Anna-Euphrosyne Angelina or Anna-Helena Angelina (?–1253), was a Princess of Galicia and Volhynia by marriage to Roman the Great, in 1199–1205. She was regent of the Principality during the minority of her son Daniel of Galicia from 1205 to 1214.

==Life==

===Early life===
She was the daughter of Byzantine Emperor Isaac II Angelos and his first wife Irene, likely a Tornikina.

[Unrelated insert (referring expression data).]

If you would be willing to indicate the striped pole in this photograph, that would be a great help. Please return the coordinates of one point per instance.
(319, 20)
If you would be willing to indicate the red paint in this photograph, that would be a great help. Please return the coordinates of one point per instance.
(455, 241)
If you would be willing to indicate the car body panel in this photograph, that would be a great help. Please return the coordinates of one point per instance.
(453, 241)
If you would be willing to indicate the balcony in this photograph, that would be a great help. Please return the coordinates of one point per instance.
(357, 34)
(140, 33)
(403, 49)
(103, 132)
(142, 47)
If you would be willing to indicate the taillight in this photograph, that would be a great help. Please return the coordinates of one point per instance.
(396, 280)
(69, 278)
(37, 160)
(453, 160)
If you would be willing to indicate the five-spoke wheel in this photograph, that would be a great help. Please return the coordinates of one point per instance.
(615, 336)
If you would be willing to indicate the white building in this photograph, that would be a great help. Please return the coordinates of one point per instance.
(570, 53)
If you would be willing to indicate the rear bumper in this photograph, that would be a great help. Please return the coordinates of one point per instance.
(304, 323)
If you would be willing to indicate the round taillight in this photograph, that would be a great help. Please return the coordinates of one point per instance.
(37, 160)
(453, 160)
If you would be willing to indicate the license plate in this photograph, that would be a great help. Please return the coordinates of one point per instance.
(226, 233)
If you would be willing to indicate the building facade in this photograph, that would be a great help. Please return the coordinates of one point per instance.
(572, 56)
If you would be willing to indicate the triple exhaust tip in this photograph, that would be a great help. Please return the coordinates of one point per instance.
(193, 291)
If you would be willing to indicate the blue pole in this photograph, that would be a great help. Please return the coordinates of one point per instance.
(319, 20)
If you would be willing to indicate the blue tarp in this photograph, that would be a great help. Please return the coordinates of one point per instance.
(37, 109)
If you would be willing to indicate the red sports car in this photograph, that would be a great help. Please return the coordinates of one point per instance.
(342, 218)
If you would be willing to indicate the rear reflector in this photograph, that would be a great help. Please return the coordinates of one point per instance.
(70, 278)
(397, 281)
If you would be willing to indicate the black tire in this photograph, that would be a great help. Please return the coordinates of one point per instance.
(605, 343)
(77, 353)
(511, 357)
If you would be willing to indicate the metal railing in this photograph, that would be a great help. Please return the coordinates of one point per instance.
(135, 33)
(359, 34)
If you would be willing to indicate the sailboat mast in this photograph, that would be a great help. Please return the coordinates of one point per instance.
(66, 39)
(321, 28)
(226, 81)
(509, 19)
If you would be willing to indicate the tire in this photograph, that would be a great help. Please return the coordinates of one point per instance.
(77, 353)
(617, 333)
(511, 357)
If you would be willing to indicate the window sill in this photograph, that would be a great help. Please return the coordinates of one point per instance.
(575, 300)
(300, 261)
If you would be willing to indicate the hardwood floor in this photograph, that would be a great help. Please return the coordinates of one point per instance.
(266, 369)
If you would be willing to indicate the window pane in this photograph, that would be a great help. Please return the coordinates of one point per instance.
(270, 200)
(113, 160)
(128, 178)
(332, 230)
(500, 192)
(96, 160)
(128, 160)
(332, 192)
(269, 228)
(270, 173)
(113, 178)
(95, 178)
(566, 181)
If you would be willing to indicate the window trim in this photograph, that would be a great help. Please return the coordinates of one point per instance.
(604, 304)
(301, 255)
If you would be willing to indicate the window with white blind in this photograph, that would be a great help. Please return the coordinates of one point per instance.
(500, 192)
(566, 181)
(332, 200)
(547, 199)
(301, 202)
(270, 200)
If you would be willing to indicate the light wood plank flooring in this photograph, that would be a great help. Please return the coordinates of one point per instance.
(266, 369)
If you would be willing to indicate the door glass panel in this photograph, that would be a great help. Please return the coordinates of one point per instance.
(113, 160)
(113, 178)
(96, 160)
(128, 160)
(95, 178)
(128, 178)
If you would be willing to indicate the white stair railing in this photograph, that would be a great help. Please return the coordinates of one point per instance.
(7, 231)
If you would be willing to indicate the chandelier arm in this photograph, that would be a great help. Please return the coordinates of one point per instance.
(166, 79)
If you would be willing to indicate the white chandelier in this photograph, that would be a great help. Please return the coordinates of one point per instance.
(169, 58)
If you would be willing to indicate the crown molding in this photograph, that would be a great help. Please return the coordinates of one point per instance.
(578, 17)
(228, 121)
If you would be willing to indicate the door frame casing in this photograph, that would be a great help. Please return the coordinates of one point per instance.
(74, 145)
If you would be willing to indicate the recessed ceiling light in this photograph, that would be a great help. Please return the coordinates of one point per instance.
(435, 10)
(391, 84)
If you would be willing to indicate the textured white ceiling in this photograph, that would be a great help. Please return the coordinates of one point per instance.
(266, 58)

In the Galician–Volhynian Chronicle she is known simply as the Princess of Roman. According to Aleksandr Mayorov, the first half of the chronicle (Daniel of Galicia chronicle) is similar to Byzantine rather than Ruthenian historiography not out of coincidence. In his lection Mayorov tries to prove that not only the chronicle, but the prince himself has Byzantine origin, highly unlikely since he waged wars against the cumans (Cumanen/ Comnen), holding temporary seat in the Byzantium at the time. According to another Russian historian, Vasiliy Pashuto, Anna might have been a daughter of some wealthy Volhynian boyar.

=== Princess ===
She married the Prince of Galicia and Volhynia, Roman the Great.

The name of Roman's wife is under discussion. The name was assumed to be Anna based on the fact that her grandchild Mstislav Danilovich established the Church of Saint Joachim and Anna in Volodymyr. According to the Supraśl Orthodox Monastery and Kiev Caves Monastery obituaries, her second name was Helena. It is possible that she was a daughter of Margaret of Hungary (House of Árpád) rather than Irene Palaiologina.

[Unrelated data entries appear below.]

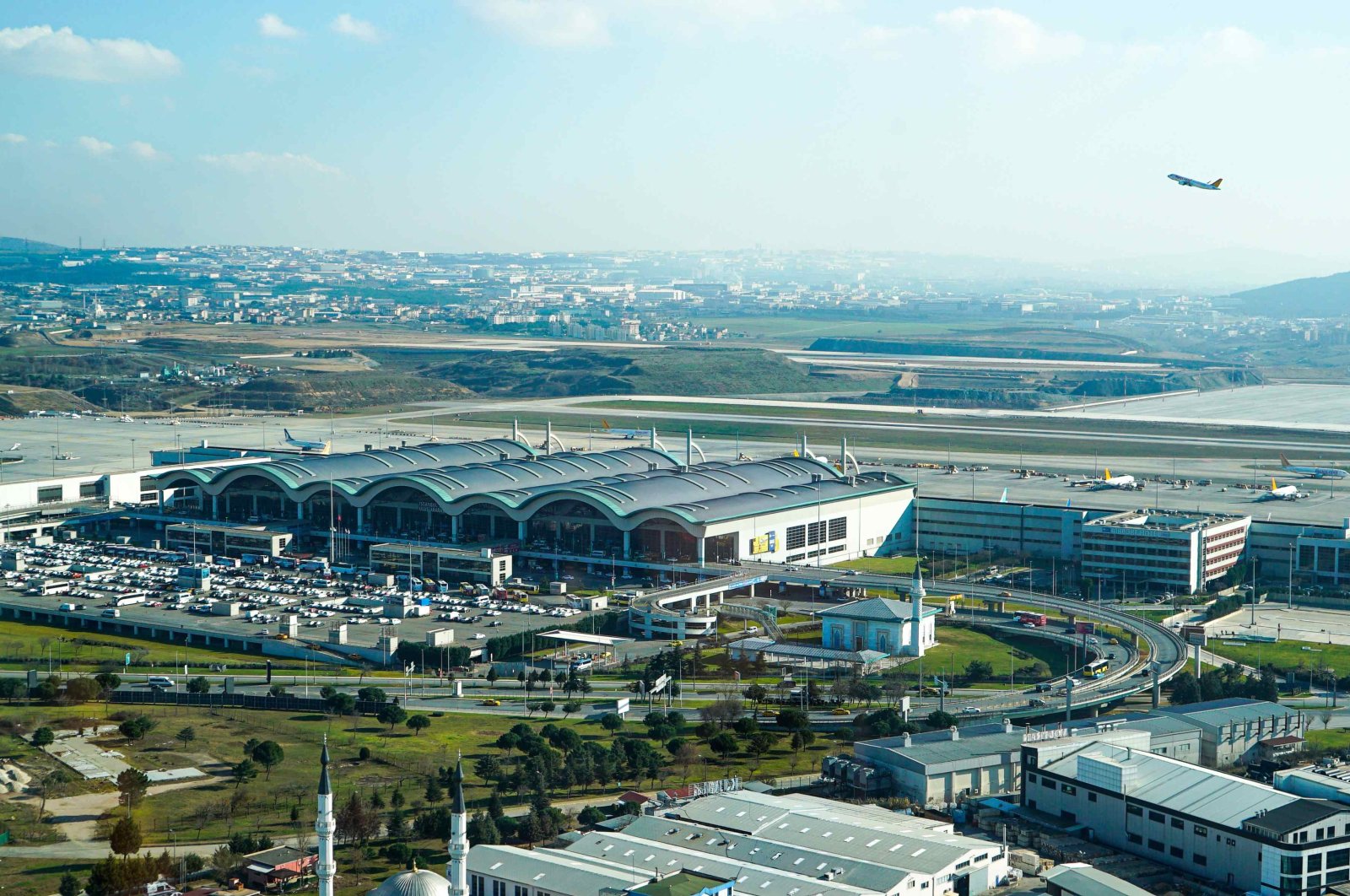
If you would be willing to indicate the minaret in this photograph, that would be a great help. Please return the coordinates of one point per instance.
(917, 596)
(458, 869)
(324, 826)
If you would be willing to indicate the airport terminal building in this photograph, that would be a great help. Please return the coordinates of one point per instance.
(625, 504)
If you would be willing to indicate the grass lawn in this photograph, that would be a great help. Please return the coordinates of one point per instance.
(1286, 656)
(400, 761)
(1330, 738)
(958, 646)
(881, 565)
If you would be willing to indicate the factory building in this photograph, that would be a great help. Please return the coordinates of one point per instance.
(937, 768)
(1151, 549)
(1202, 822)
(629, 502)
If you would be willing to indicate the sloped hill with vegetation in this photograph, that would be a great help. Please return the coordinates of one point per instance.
(1307, 297)
(677, 371)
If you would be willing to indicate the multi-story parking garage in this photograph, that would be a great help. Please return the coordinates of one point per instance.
(629, 504)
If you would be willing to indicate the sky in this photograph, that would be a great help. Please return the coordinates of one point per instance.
(1039, 131)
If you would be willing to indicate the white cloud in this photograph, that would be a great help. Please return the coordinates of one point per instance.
(143, 150)
(547, 23)
(1006, 38)
(353, 27)
(256, 162)
(1232, 45)
(272, 26)
(94, 146)
(51, 53)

It is known that Roman the Great was killed at the Battle of Zawichost in 1205, possibly rushing to help Philip of Swabia, who was married to Anna's sister Irene Angelina. The existence of relations between Philip and Roman could be traced with the fact that Roman was recorded to be among the founders of the 12th century Peterskirche of Benedictine monastery in Erfurt when he gave as a charity 20 grzywna of silver.

===Regency===
After the death of her spouse in 1205, she became regent for her son during his minority. She successfully made treaties with Poland, Hungary and Lithuania and benefited commerce, but was opposed by the nobility. She was deposed in a coup by the boyars and escaped to Poland.

By the help of an army provided by king Andrew of Hungary, she retook the power of regency. She arrested the boyars who had opposed her and confiscated their property. During her regency, she annexed Tikholm, Peremyshl and Volodymyr.

In 1214, she retired from regency and turned power over to her sons.

===Later life===
In 1219 she became a nun after her older son Daniel of Galicia married the daughter of Mstislav the Bold. According to Leonid Makhnovets the widow of Roman the Great was at the burial of her grandchild Volodymyr Vasylkovich in 1288 in Liuboml, so it is possible that she died soon thereafter.